While most patients never pay the total cost of drugs out of pocket, uninsured people and those with high-deductive plans may have trouble accessing these therapies.
A new coalition aims to close AI’s credibility gap in medicine with testing and oversight
Most of the AI models described in journals — and lionized in press releases — never make it into clinical use. And the rare exceptions have fallen well short of their revolutionary expectations. Casey Ross from Stat reports that a group of academic hospitals, government agencies, and private companies unveiled a plan to change that. The group, billing itself as the Coalition for Health AI, called for the creation of independent testing bodies and a national registry of clinical algorithms to allow physicians and patients to assess their suitability and performance and root out bias that so often skews their results.
Why it’s important – As it stands today, there are few guideposts hospitals can use to help test algorithms or understand how well they will work on their patients. Health systems have been left on their own to sort through the complicated legal and ethical questions AI systems pose and determine how to implement and monitor them. The hardest part of the work remains to be done. The coalition must build consensus around ways to measure an AI tool’s usability, reliability, safety, and fairness. It will also need to establish the testing laboratories and registry, determine which parties will host and maintain them, and convince AI developers to cooperate with new oversight and added transparency that may conflict with their business interests.

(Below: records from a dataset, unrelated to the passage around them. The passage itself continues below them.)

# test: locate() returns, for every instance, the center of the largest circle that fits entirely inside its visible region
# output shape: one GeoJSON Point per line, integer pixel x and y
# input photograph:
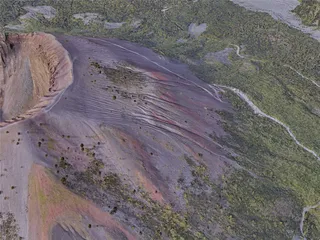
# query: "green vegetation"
{"type": "Point", "coordinates": [268, 206]}
{"type": "Point", "coordinates": [8, 227]}
{"type": "Point", "coordinates": [309, 12]}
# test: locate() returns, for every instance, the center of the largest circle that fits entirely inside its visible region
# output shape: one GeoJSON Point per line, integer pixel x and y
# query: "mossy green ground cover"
{"type": "Point", "coordinates": [288, 178]}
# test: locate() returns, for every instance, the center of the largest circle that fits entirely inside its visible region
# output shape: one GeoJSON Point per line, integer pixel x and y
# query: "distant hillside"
{"type": "Point", "coordinates": [309, 12]}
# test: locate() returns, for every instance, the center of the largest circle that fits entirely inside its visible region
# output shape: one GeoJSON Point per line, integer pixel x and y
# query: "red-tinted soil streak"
{"type": "Point", "coordinates": [136, 147]}
{"type": "Point", "coordinates": [159, 76]}
{"type": "Point", "coordinates": [50, 201]}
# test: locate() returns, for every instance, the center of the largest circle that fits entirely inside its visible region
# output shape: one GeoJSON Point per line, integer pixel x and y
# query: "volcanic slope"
{"type": "Point", "coordinates": [116, 156]}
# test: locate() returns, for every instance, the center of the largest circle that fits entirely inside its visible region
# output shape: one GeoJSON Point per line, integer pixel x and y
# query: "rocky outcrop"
{"type": "Point", "coordinates": [34, 70]}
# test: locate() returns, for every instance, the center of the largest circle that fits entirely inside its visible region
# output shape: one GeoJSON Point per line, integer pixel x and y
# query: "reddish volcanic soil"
{"type": "Point", "coordinates": [108, 146]}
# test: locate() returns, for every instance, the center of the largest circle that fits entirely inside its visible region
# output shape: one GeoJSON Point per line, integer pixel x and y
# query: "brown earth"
{"type": "Point", "coordinates": [114, 154]}
{"type": "Point", "coordinates": [34, 70]}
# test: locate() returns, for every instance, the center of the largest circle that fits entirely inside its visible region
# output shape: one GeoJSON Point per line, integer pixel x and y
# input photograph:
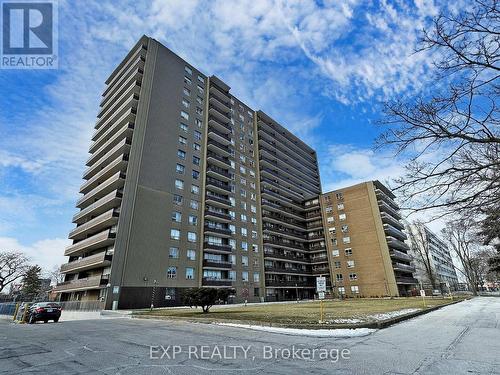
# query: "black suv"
{"type": "Point", "coordinates": [44, 311]}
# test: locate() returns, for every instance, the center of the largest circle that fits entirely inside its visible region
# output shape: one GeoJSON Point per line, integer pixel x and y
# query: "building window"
{"type": "Point", "coordinates": [191, 237]}
{"type": "Point", "coordinates": [173, 252]}
{"type": "Point", "coordinates": [175, 234]}
{"type": "Point", "coordinates": [193, 219]}
{"type": "Point", "coordinates": [177, 199]}
{"type": "Point", "coordinates": [191, 254]}
{"type": "Point", "coordinates": [170, 294]}
{"type": "Point", "coordinates": [172, 272]}
{"type": "Point", "coordinates": [179, 184]}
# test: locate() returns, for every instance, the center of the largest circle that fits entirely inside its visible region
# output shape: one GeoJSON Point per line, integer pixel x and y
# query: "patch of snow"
{"type": "Point", "coordinates": [358, 332]}
{"type": "Point", "coordinates": [345, 321]}
{"type": "Point", "coordinates": [392, 314]}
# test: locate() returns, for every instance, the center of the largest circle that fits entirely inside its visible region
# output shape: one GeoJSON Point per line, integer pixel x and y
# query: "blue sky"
{"type": "Point", "coordinates": [321, 68]}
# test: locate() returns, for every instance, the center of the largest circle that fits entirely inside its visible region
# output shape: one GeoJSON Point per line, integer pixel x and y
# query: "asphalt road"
{"type": "Point", "coordinates": [459, 339]}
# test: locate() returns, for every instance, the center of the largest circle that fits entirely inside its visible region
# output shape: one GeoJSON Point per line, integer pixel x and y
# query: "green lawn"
{"type": "Point", "coordinates": [303, 313]}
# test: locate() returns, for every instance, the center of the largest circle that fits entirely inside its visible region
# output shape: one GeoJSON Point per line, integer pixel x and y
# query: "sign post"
{"type": "Point", "coordinates": [422, 293]}
{"type": "Point", "coordinates": [321, 289]}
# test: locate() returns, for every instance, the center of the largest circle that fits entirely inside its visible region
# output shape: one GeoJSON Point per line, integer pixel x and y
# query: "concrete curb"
{"type": "Point", "coordinates": [374, 325]}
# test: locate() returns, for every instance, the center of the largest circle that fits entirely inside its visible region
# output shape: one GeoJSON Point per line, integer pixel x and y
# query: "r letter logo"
{"type": "Point", "coordinates": [29, 35]}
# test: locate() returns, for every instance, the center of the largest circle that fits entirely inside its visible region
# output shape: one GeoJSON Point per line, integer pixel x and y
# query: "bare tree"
{"type": "Point", "coordinates": [462, 237]}
{"type": "Point", "coordinates": [420, 250]}
{"type": "Point", "coordinates": [452, 133]}
{"type": "Point", "coordinates": [13, 266]}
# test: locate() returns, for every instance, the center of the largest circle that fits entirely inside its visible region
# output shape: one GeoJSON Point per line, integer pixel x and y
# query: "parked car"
{"type": "Point", "coordinates": [44, 311]}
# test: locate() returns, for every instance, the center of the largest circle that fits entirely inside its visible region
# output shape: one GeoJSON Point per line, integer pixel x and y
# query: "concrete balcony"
{"type": "Point", "coordinates": [218, 116]}
{"type": "Point", "coordinates": [217, 282]}
{"type": "Point", "coordinates": [218, 231]}
{"type": "Point", "coordinates": [384, 207]}
{"type": "Point", "coordinates": [388, 219]}
{"type": "Point", "coordinates": [94, 282]}
{"type": "Point", "coordinates": [394, 232]}
{"type": "Point", "coordinates": [135, 58]}
{"type": "Point", "coordinates": [397, 244]}
{"type": "Point", "coordinates": [218, 148]}
{"type": "Point", "coordinates": [399, 255]}
{"type": "Point", "coordinates": [84, 264]}
{"type": "Point", "coordinates": [385, 198]}
{"type": "Point", "coordinates": [217, 215]}
{"type": "Point", "coordinates": [219, 136]}
{"type": "Point", "coordinates": [125, 131]}
{"type": "Point", "coordinates": [220, 95]}
{"type": "Point", "coordinates": [99, 240]}
{"type": "Point", "coordinates": [112, 200]}
{"type": "Point", "coordinates": [217, 185]}
{"type": "Point", "coordinates": [406, 280]}
{"type": "Point", "coordinates": [217, 248]}
{"type": "Point", "coordinates": [223, 107]}
{"type": "Point", "coordinates": [403, 267]}
{"type": "Point", "coordinates": [123, 147]}
{"type": "Point", "coordinates": [289, 284]}
{"type": "Point", "coordinates": [97, 224]}
{"type": "Point", "coordinates": [107, 130]}
{"type": "Point", "coordinates": [117, 165]}
{"type": "Point", "coordinates": [115, 182]}
{"type": "Point", "coordinates": [215, 264]}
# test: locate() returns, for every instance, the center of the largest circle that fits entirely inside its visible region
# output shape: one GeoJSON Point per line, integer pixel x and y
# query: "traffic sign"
{"type": "Point", "coordinates": [321, 284]}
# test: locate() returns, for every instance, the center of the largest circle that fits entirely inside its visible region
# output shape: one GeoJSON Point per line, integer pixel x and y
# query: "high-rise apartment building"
{"type": "Point", "coordinates": [187, 186]}
{"type": "Point", "coordinates": [365, 240]}
{"type": "Point", "coordinates": [431, 256]}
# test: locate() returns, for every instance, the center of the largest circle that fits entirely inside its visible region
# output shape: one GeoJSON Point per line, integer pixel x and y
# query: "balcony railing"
{"type": "Point", "coordinates": [216, 264]}
{"type": "Point", "coordinates": [92, 261]}
{"type": "Point", "coordinates": [94, 282]}
{"type": "Point", "coordinates": [217, 282]}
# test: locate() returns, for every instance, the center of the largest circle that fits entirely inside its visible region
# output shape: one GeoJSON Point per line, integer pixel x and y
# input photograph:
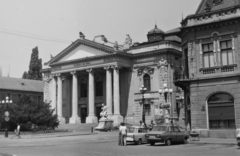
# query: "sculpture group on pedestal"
{"type": "Point", "coordinates": [105, 124]}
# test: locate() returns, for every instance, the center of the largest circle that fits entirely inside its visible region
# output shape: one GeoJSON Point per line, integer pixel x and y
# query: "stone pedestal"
{"type": "Point", "coordinates": [91, 119]}
{"type": "Point", "coordinates": [75, 119]}
{"type": "Point", "coordinates": [62, 120]}
{"type": "Point", "coordinates": [117, 119]}
{"type": "Point", "coordinates": [104, 125]}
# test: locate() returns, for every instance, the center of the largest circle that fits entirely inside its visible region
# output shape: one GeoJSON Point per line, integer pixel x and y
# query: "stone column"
{"type": "Point", "coordinates": [59, 100]}
{"type": "Point", "coordinates": [109, 90]}
{"type": "Point", "coordinates": [91, 99]}
{"type": "Point", "coordinates": [117, 118]}
{"type": "Point", "coordinates": [54, 94]}
{"type": "Point", "coordinates": [74, 118]}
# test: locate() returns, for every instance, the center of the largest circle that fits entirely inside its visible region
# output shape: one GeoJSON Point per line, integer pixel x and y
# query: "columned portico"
{"type": "Point", "coordinates": [91, 116]}
{"type": "Point", "coordinates": [74, 118]}
{"type": "Point", "coordinates": [109, 90]}
{"type": "Point", "coordinates": [59, 100]}
{"type": "Point", "coordinates": [117, 118]}
{"type": "Point", "coordinates": [54, 94]}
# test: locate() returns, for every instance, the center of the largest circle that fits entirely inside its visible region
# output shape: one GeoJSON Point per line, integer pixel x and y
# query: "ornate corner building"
{"type": "Point", "coordinates": [88, 73]}
{"type": "Point", "coordinates": [210, 78]}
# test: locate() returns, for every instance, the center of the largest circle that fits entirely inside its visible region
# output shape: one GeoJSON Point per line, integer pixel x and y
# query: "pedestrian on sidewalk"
{"type": "Point", "coordinates": [18, 131]}
{"type": "Point", "coordinates": [122, 135]}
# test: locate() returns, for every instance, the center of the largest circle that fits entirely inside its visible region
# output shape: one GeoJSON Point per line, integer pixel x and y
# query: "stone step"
{"type": "Point", "coordinates": [78, 127]}
{"type": "Point", "coordinates": [222, 133]}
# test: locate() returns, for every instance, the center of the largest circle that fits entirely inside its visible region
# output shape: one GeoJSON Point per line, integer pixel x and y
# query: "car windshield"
{"type": "Point", "coordinates": [159, 128]}
{"type": "Point", "coordinates": [131, 130]}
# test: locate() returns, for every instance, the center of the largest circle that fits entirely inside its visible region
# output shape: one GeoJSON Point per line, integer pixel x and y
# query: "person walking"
{"type": "Point", "coordinates": [18, 131]}
{"type": "Point", "coordinates": [122, 135]}
{"type": "Point", "coordinates": [151, 125]}
{"type": "Point", "coordinates": [141, 124]}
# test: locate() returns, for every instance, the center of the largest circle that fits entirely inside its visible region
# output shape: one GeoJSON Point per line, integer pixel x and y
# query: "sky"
{"type": "Point", "coordinates": [51, 25]}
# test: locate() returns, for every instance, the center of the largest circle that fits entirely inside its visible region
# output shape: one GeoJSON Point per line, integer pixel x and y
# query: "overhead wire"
{"type": "Point", "coordinates": [33, 36]}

FDA outlines benefits and risks of emerging augmented and virtual reality medical devices
In the document, the FDA outlines how AR/VR affects medical devices, explaining how the technology can deliver certain clinical services, including some typically confined to hospitals and clinics, to patients in their homes. The FDA’s non-exhaustive list of medical devices incorporating the technology features 39 products across therapeutic areas, including orthopedics, ophthalmics, radiology, neurology, and cardiovascular.
Why it’s important – The FDA has now set out its thinking on the emerging class of products. The document provides definitions of AR and VR and then digs into how the technology impacts medical devices. The FDA sees value in the ability of AR/VR to move care to patients’ homes and other non-clinical settings. This could enable patients, including the socioeconomically vulnerable and underserved communities, the elderly or disabled, to access needed health care services when accessing them in person would otherwise be difficult, and this could make it easier, and more likely, for patients to complete treatment and monitoring regimens.
Camera Measures Blood Pressure with Quick Look
Finally, MedGadget’s Conn Hastings reports that University of South Australia researchers have designed a system that allows them to measure a patient’s blood pressure with a camera. The camera visualizes the patient’s forehead and focuses on two regions in particular to optically determine photoplethysmographic signals that AI algorithms then convert to blood pressure data.
Why it’s important – Blood pressure is an essential health indicator, but our method of measuring it can be a little cumbersome. The system could provide contact-free measurements in as little as ten seconds. It could be very useful for large health screens or in situations where minimal contact is preferred for safety, such as during a pandemic. This latest technology has been tested on 25 volunteers with different skin tones and in different ambient light conditions. The researchers compared the readings with those obtained using a commercial sphygmomanometer. They found that the contact-free camera-based technology was approximately 90% accurate, suggesting that it has significant promise as a diagnostic technology.